Un nuevo estudio ha explorado cómo el problema de los cuatro cuerpos restringido bicircular (BCR4BP) puede utilizarse para optimizar la dinámica de formación de satélites en el espacio cislunar. Esta aproximación teórica ofrece un marco más preciso para entender y predecir el movimiento de naves espaciales en la compleja región entre la Tierra y la Luna, superando las limitaciones de modelos más simplificados.
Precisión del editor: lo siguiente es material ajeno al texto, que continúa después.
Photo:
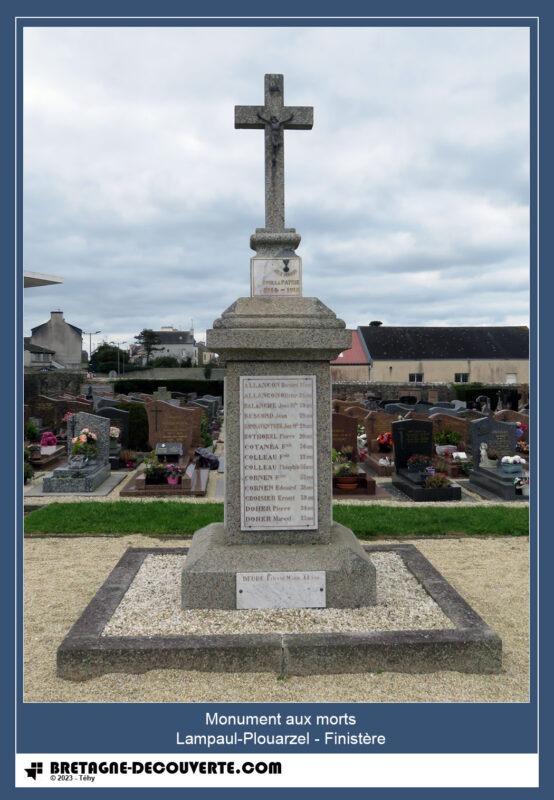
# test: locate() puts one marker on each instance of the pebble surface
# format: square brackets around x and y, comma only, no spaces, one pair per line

El avance es crucial para futuras misiones que requieran constelaciones de satélites estables y coordinadas en esta área de interés creciente.

Tradicionalmente, el diseño de trayectorias en el espacio cislunar se ha basado en el problema restringido de los tres cuerpos (CR3BP), que considera la influencia gravitatoria de dos cuerpos primarios (Tierra y Luna) sobre un cuerpo de masa despreciable. Sin embargo, el BCR4BP introduce un cuarto cuerpo, o bien considera la órbita de los primarios como elíptica, lo que permite modelar con mayor fidelidad las perturbaciones adicionales que afectan a los satélites, como la presión de radiación solar o la influencia de un tercer cuerpo celeste significativo. La investigación actual se centra en cómo estas complejidades adicionales pueden ser aprovechadas para mantener formaciones satelitales con mayor precisión y menor consumo de combustible.

La aplicación de este modelo avanzado promete una mejora sustancial en la eficiencia y la robustez de las formaciones de satélites. Esto es particularmente relevante para misiones como las estaciones espaciales Gateway o futuras infraestructuras lunares, que dependerán de la capacidad de mantener múltiples elementos en configuraciones precisas durante largos periodos. El estudio sienta las bases para el desarrollo de algoritmos de control de actitud y órbita más sofisticados, abriendo nuevas posibilidades para la exploración y explotación del espacio cislunar.